Some recent models point to a phenomenon of “sequential selection” for global environmental regulation, in which unstable outcomes are short-lived, and result in destruction and reorganization until a stable state is found. Thus repetitions of a system over time allow it to develop stabilizing mechanisms. While these specific models, applied to ecosystem and Earth system science, provide some new phenomenological insights, the fundamental idea that more resistant and resilient (dynamically stable) features tend to persist and recur while fragile and unstable ones are transient has been around awhile.
In geomorphology the basic idea probably goes back much further, but a couple of examples whereby the term “selection” is explicitly applied to this phenomenon are Leopold (1994) and Twidale (2004).Nanson and Huang (2008) took these ideas a step further, showing how iterative adjustments (conceptually similar to sequential selection) result in “survival of the most stable” stream channel configurations. Variations occur and selection happens in all sorts of phenomena and temptation is strong to propose natural laws or goal functions. For example, some variants of generalized Darwinism espouse a persistence principle; i.e., nature seeks persistent forms. The "nature seeking" part is wholly unnecessary, however. A more accurate, if tautological, way to put it, is persistent forms persist. Thus they are more common and last longer than other forms. They are selected for, probabilistically (as almost all selection occurs), and their common occurrence is an emergent property of this selection, and do not require any goal functions on the part of Mother Nature.

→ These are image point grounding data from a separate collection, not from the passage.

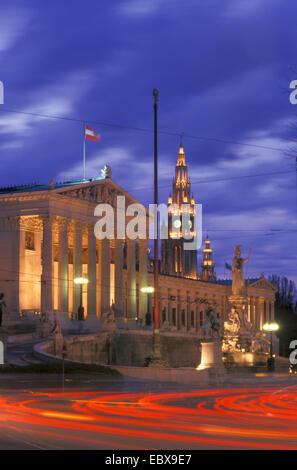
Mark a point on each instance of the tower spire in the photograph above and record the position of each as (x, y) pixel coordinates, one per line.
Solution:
(207, 264)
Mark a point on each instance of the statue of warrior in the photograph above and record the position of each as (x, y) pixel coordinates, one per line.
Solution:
(238, 283)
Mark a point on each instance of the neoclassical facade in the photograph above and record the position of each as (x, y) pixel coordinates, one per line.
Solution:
(47, 239)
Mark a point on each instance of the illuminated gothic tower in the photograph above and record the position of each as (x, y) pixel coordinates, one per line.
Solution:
(207, 264)
(175, 259)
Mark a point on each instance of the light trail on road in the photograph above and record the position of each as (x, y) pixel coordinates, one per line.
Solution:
(235, 418)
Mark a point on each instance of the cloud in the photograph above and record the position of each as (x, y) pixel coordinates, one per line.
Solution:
(57, 99)
(13, 24)
(138, 8)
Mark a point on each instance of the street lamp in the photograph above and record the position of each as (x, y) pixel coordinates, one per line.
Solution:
(271, 327)
(80, 311)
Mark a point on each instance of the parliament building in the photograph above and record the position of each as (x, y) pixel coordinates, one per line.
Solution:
(47, 240)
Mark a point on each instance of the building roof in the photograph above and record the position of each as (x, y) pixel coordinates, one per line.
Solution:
(228, 282)
(45, 187)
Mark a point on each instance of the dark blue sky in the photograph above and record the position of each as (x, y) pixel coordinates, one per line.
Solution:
(222, 70)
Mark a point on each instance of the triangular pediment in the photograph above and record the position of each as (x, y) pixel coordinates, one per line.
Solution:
(99, 191)
(263, 283)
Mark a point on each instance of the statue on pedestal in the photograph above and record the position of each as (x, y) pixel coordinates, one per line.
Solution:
(211, 324)
(238, 284)
(108, 319)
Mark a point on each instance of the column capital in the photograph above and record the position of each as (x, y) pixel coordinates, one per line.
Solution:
(62, 222)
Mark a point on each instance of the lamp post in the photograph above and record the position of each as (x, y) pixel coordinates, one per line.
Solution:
(271, 327)
(156, 357)
(80, 311)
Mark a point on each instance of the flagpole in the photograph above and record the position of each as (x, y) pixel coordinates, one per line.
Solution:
(84, 158)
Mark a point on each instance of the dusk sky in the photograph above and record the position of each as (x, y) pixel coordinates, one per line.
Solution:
(222, 70)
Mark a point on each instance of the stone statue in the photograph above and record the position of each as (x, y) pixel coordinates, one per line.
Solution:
(211, 324)
(238, 284)
(108, 320)
(232, 326)
(106, 172)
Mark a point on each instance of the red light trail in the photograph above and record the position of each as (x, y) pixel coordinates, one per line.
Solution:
(247, 418)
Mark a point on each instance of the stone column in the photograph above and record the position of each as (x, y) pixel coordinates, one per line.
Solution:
(92, 305)
(261, 312)
(252, 310)
(63, 264)
(47, 265)
(131, 278)
(10, 228)
(267, 311)
(104, 269)
(142, 278)
(77, 263)
(119, 284)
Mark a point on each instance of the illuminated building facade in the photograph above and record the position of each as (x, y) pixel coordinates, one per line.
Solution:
(47, 239)
(207, 265)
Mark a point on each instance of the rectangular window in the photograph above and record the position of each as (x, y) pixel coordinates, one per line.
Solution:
(29, 241)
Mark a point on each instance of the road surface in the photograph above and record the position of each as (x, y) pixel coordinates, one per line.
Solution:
(260, 413)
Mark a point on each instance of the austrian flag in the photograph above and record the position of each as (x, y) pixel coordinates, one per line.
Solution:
(91, 134)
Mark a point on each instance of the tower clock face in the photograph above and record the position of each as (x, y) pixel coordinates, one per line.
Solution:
(177, 224)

In fact, I have come to view these phenomena as axiomatic. In a recent article (currently available online only) outlining axioms for interpreting natural landscapes, one of the axioms is expressed thusly: “Selection occurs. . . . Selection is a probabilistic notion that more stable, durable, and efficient features and phenomena are more likely to persist and be reinforced, relative to those that are less so. Thus, as the pathways and networks described above develop, they are strongly influenced by selection phenomena.”